Texture segmentation algorithm based on shape descriptor and twin neural network

Technical Field

The invention relates to a texture segmentation algorithm, in particular to a texture segmentation algorithm based on a shape descriptor and a twin neural network.

Background

The image texture may be qualitatively described in terms of physical quantities such as intensity, density, orientation, etc. Texture segmentation of images is a fundamental problem in the field of computer vision, and its segmentation quality plays a key role in image post-processing tasks such as object classification, extraction, etc. Currently, image texture segmentation has gradually become an important research direction in the field of image analysis.

Common methods for texture segmentation can be roughly classified into two categories, namely edge-based methods and region-based methods. Where edge-based methods attempt to locate edges as responses to the filter bank, then post-process these responses to fill the gaps, and generate segmentations. Although the edge-based approach works well, it still suffers from the difficulty of generating a segmentation from the edge, which requires a method that relies on manual fabrication and this problem is not yet fully solved. For the region-based approach, the main idea is to divide the image into regions according to a global intensity distribution. Because the spatial relationship is lost, such methods attempt to incorporate the spatial relationship by a neighborhood distribution of pixels. For example, gabor filters output a larger neighborhood in different scales and directions and group it into other methods of texture segmentation.

However, the region-based approach suffers from the following problems: because neighborhoods that aggregate statistics across partition boundaries are difficult to group, describing neighborhoods without knowledge or knowledge of partition estimates is prone to error.

The natural way to segment textures is to construct descriptors at each pixel that are invariant to text variations within the texture and that are distinctive to text in different textures, so that these descriptors can be grouped to ultimately form a segmentation. The existing segmentation method takes the estimation and the segmentation of the descriptor as a joint problem, and has better effect on the image segmentation of simple geometric figures. However, since the descriptors they construct are made by hand, they do not exhibit invariance to complex image scenes. A local invariant descriptor is the image statistics at each pixel that describes the neighborhood in a way that is invariant to geometric and photometric perturbations. Typically, descriptors are computed by aggregating smooth orientation gradients within a neighborhood of pixels. These descriptors play an important role in characterizing local texture properties. This is because the texture is composed of small marks, which may vary due to small geometric and photometric errors, but are otherwise static. Careful construction of these descriptors is crucial because they play a key role in low-level segmentation, which in turn plays a role in higher-level tasks such as object detection and segmentation.

Existing shape descriptors aggregate directional gradients in a predefined pixel neighborhood, which may contain image data from different texture regions, especially near texture boundaries. However, this leads to ambiguity in packet descriptors, especially for nearby descriptor boundaries. This may lead to segmentation errors if the descriptors are grouped to form segmentations, and this problem is even more pronounced when the texture geometry in the image is large.

Disclosure of Invention

In view of the above problems, the present invention aims to provide a texture segmentation algorithm, i.e. a texture segmentation algorithm based on a shape descriptor and a twin neural network, which can achieve a better segmentation effect on complex geometric transformations or complex nuisance images.
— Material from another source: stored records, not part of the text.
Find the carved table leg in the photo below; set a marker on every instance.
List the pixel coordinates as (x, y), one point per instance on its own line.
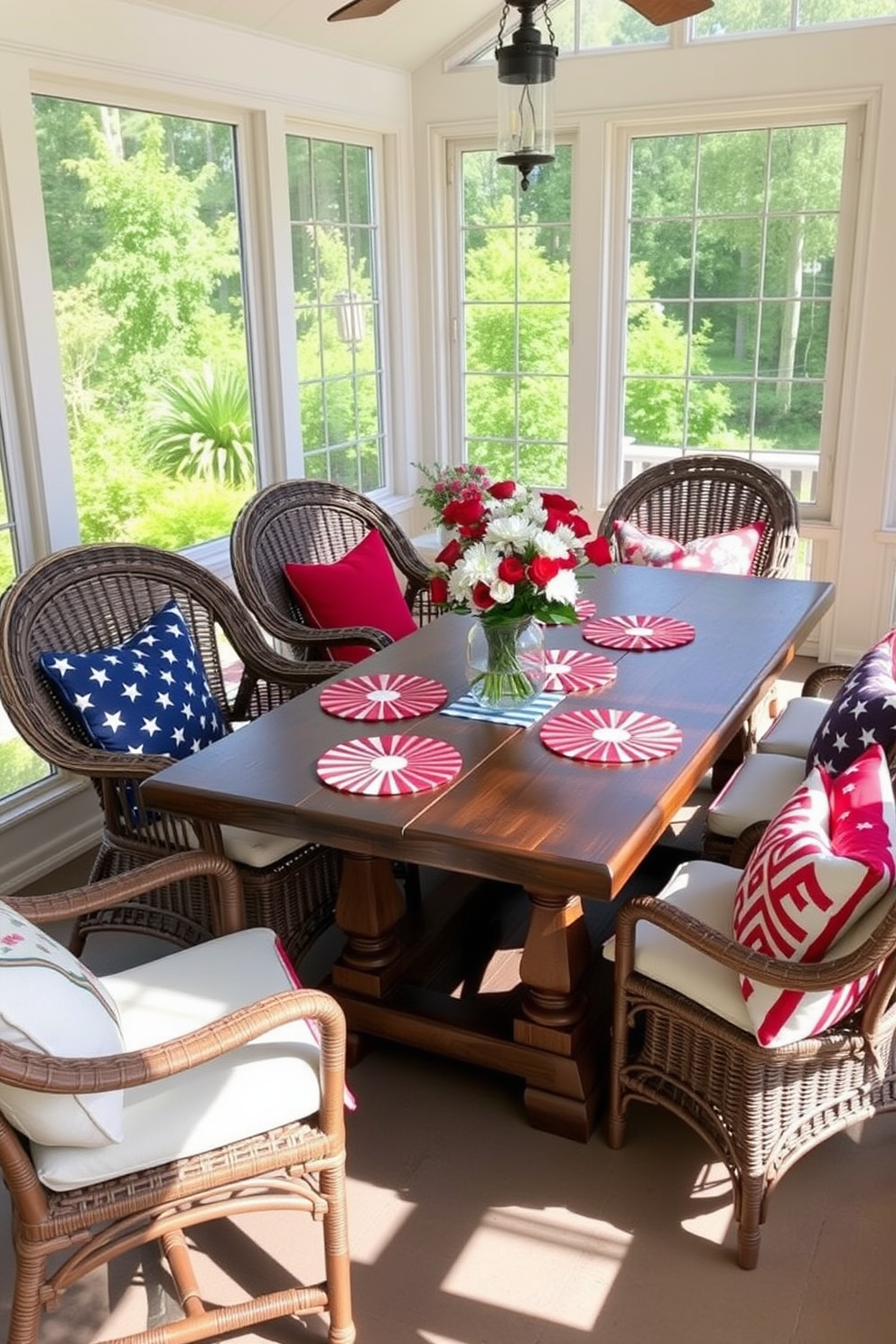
(562, 1093)
(369, 908)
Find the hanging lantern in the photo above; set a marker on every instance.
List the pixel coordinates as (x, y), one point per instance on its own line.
(527, 68)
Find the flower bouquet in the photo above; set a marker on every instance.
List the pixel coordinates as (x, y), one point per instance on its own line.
(513, 565)
(450, 490)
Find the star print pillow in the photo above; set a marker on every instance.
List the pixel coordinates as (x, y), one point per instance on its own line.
(146, 696)
(864, 711)
(819, 867)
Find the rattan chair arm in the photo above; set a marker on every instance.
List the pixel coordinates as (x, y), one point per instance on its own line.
(54, 1074)
(769, 971)
(115, 891)
(830, 674)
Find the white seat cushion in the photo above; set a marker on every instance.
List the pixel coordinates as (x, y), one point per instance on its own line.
(254, 848)
(269, 1082)
(757, 792)
(793, 732)
(707, 891)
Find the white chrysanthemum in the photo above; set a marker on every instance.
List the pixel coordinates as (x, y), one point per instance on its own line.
(568, 537)
(501, 592)
(562, 588)
(479, 564)
(551, 546)
(512, 530)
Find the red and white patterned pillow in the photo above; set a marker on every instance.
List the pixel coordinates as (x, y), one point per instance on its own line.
(723, 553)
(821, 864)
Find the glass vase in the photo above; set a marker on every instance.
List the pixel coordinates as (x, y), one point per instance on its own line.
(505, 661)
In order to achieve the purpose, the technical scheme adopted by the invention is as follows:

a shape descriptor and twin neural network based texture segmentation algorithm comprising the steps of:

s1: setting an image from N _r Each region having a fixed shape descriptor therein;

s2: combining each shape descriptor with a twin neural network;

s3: and selecting the interested region, and solving the optimal solution according to a texture segmentation algorithm.
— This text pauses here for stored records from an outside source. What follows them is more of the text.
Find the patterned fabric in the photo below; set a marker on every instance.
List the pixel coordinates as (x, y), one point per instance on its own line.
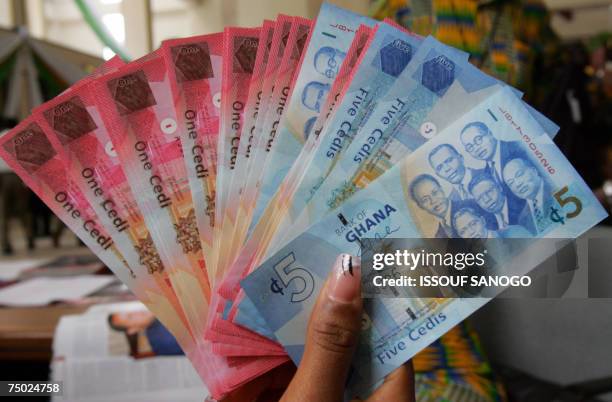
(455, 369)
(502, 38)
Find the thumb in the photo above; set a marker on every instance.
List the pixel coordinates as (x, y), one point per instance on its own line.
(332, 336)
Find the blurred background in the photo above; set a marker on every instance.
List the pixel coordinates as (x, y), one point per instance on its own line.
(558, 52)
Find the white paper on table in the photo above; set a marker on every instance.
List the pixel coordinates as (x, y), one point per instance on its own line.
(42, 291)
(10, 270)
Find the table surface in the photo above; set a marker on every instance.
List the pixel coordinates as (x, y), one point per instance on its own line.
(26, 333)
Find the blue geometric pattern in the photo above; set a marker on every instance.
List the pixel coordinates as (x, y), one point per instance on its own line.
(438, 75)
(394, 57)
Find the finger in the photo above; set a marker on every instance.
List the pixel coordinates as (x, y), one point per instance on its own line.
(260, 387)
(398, 386)
(332, 336)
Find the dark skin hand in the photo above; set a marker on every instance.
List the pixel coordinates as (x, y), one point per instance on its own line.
(331, 340)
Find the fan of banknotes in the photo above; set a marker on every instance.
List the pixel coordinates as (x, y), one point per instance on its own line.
(220, 176)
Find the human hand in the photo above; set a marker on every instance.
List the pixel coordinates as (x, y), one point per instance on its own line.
(331, 339)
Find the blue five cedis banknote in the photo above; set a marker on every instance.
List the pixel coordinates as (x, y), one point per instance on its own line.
(433, 91)
(535, 187)
(332, 36)
(388, 54)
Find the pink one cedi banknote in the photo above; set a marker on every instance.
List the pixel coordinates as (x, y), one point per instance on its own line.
(194, 68)
(74, 127)
(28, 152)
(136, 106)
(298, 35)
(239, 51)
(279, 41)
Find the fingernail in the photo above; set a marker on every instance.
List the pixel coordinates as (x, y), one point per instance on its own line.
(344, 284)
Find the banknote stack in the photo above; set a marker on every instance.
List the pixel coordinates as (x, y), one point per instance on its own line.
(220, 176)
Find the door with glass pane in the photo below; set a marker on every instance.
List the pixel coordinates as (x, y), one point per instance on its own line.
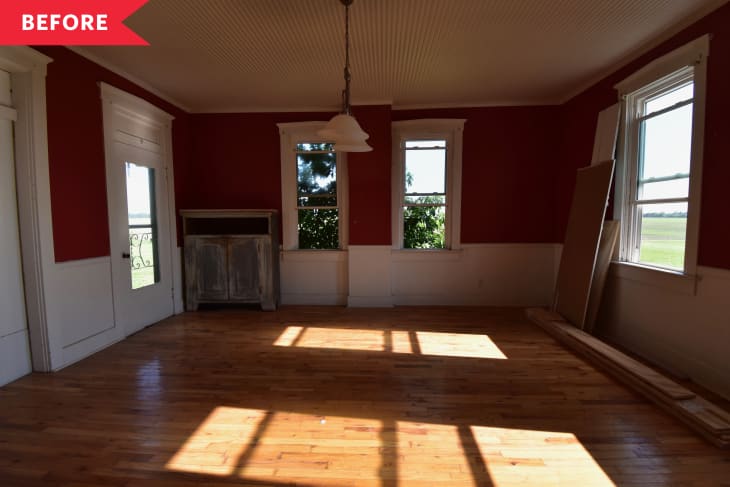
(140, 237)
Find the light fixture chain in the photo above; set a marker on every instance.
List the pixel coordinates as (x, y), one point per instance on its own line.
(346, 102)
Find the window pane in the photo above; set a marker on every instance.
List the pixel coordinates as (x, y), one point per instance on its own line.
(316, 174)
(663, 230)
(426, 171)
(432, 200)
(410, 144)
(676, 188)
(666, 100)
(424, 227)
(319, 229)
(667, 143)
(327, 200)
(142, 219)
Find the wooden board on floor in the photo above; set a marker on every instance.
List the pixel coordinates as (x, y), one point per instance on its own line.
(575, 274)
(609, 238)
(704, 417)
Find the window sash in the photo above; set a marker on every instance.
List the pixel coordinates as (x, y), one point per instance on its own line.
(636, 104)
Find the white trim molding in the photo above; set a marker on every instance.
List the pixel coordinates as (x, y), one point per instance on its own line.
(28, 77)
(452, 131)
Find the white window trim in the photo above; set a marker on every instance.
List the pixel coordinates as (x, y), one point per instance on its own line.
(694, 54)
(291, 134)
(451, 130)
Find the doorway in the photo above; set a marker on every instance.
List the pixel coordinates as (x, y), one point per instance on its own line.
(141, 242)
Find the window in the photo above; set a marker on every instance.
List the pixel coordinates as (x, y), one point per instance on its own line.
(314, 189)
(661, 162)
(317, 210)
(427, 183)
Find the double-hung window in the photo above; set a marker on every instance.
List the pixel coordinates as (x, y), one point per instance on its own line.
(427, 183)
(661, 160)
(314, 209)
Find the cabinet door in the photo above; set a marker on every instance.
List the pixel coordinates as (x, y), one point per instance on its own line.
(243, 268)
(210, 269)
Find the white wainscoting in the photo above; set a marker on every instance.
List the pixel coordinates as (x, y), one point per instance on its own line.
(80, 309)
(14, 356)
(687, 333)
(314, 277)
(370, 270)
(477, 274)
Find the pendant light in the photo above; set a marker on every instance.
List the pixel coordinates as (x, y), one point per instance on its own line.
(343, 129)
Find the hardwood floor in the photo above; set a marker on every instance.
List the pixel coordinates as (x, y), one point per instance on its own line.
(334, 396)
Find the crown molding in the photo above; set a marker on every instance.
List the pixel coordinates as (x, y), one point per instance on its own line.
(129, 77)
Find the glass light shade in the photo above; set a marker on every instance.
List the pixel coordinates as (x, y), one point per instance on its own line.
(346, 134)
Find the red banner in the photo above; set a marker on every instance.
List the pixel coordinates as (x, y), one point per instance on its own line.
(68, 22)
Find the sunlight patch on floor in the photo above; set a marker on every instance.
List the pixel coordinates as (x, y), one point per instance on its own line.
(281, 447)
(217, 444)
(458, 345)
(515, 456)
(467, 345)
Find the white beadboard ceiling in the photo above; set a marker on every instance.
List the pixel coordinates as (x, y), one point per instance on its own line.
(288, 55)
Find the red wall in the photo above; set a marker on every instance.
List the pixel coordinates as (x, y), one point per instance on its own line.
(236, 164)
(579, 117)
(518, 162)
(76, 152)
(370, 179)
(507, 173)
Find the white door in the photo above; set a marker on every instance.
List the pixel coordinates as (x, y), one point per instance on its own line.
(14, 349)
(139, 235)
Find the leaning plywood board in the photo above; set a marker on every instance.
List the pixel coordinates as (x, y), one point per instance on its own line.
(701, 415)
(575, 274)
(609, 238)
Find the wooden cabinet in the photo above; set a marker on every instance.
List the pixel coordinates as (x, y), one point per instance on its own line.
(231, 256)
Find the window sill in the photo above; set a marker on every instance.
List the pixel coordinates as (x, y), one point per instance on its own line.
(314, 255)
(415, 255)
(673, 281)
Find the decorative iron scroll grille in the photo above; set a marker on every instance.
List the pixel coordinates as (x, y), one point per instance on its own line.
(139, 259)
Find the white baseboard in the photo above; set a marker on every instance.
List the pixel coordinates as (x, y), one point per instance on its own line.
(370, 301)
(314, 299)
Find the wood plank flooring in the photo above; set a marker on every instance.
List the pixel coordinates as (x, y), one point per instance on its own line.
(342, 397)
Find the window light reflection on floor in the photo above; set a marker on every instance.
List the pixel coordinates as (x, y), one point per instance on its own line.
(218, 443)
(283, 446)
(466, 345)
(536, 458)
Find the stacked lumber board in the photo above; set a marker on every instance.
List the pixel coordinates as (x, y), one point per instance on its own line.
(704, 417)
Further, the shape descriptor in step S1 is defined as the solution of the Poisson partial differential equation

Wherein Ω is the field of the image, set ^ H>

For a region of interest, N for j =1 _c ，/>

For a channel of the image, is a gradient, Δ is the Laplacian, ™ ->

Is the boundary of R, N is->

Units of outward normal, α _i ∈R ⁺ Is scale, i =1 _s Said N is _c Is the number of channels, N _s Is the number of dimensions.

Further, the Poisson partial differential equation

By minimizing the energy formula E = & _R (J _j (x)-u _ij (x)) ² dx+α _i ∫ _R |▽u _ij (x)| ² dx is calculated to determine, set->

Vectors for all scales and channels>

Said u is _ij Is the smooth pass of the image.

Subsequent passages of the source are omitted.